I think there's a side to being selfless that actually looks selfish. Conversely, I think there's a side to being selfish that actually looks selfless.
Sometimes focusing on yourself is the most selfless thing you can do. And it took me so many years to realize that. I'm just amazed.
When you're always "thinking of the other person" and never allowing them to think of you, that's selfish. That's never allowing them the chance to do something nice for you. Never allowing them to really know you, because you're always hiding to please them.
Some people may like that better. I don't. I want people to relax around me. I want them to let me get them a glass of water without fuss. And I want them to do the same for me.
I just hate that manipulative "I'm your slave" attitude. Example:
"Are you cold? You want to go in?"
"No, I'm fine."
While their body language screams they're lying to be "selfless" for you.
LET ME LOVE YOU PEOPLE!
Does anyone else ever feel this way?
These are really small examples. This can be taken so much farther into all sorts of twisted paths. C. S. Lewis describes as a woman that waits up all night for the adult son, and says "I have to, but I don't mind, for you." It's "love" that makes him feel guilty. It's so selfish of her to wait up for him because it makes him feel guilty, not happy. And she would say she was being selfless.

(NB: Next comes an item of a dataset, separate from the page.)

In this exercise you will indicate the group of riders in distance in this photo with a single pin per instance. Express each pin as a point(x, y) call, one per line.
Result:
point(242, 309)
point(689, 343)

“She's the sort of woman who lives for others - you can tell the others by their hunted expression.” - C. S. Lewis
“The belief that unhappiness is selfless and happiness is selfish is misguided. It's more selfless to act happy. It takes energy, generosity, and discipline to be unfailingly lighthearted, yet everyone takes the happy person for granted. No one is careful of his feelings or tries to keep his spirits high. He seems self-sufficient; he becomes a cushion for others. And because happiness seems unforced, that person usually gets no credit.”
― Gretchen Rubin
I think this false selfishness is often pride. "I can tough it out because I'm so selfless. Kudos to me." Something like that.
I've done it before. And I never want to do it again.
I think this goes hand in hand with believing that our desires are naturally bad.
"Our Lord finds our desires not too strong, but too weak. We are half-hearted creatures, fooling about with drink, sex, and ambition, when infinite joy is offered us, like an ignorant child who wants to go on making mud pies in a slum because he cannot imagine what is meant by the offer of a holiday at the sea. We are far too easily pleased." - C. S. Lewis
I believe it wholeheartedly and I want to look honestly at my desires and run in the path they create for me.
Most desires lead us back to God, you know.
If I desire something I shouldn't... say, comfort food... that's not my real, real desire. My true desire is for comfort, because something went wrong or I feel lonely or I feel afraid. I need to be comforted. God is the only lasting source of comfort, so my true desire is for God himself. My body is just craving food as an easier (and often less convicting) source of immediate comfort.
Food is false comfort.
Et cetra.
Another one... I might desire to know what I'm doing next after... let's say High School for this illustration. Part of that could be the realistic need to know what's happening next. Part of it might be a want, a want for security. If I'm nervous about the future, I'm desiring security. God is the only thing that's absolutely secure. So I'm desiring God himself, I'm just craving the instant satisfaction of "knowing" what will happen, (despite the fact that we never really know what will happen).
'Knowing' the future is false security.
I might desire to have a good reputation, to have people think well of me. This is something God called out in me this summer. The reputation is not the problem. It's the craving for it.
What are we really craving?
Our desire for good reputations precedes {from a desire to be thought well of, which proceeds} from a desire to be loved. Only God can love you perfectly.
A good reputation is false love.
You think everyone loves you because everyone thinks you're perfect.
Living honestly is never going to be living perfectly. And very few people are going to mistake your openly-lived life for perfection.
But. that's. o. k.
We need to live openly, letting others know our needs, doubts, successes, fears, and joys.
But it gets in the way of my loving you.
I don't know how to love around this. When I encounter it in someone, I get a hopeless feeling in the pit of my stomach.
How do you love someone who won't be loved??
Keep chipping at the wall of ice, I guess.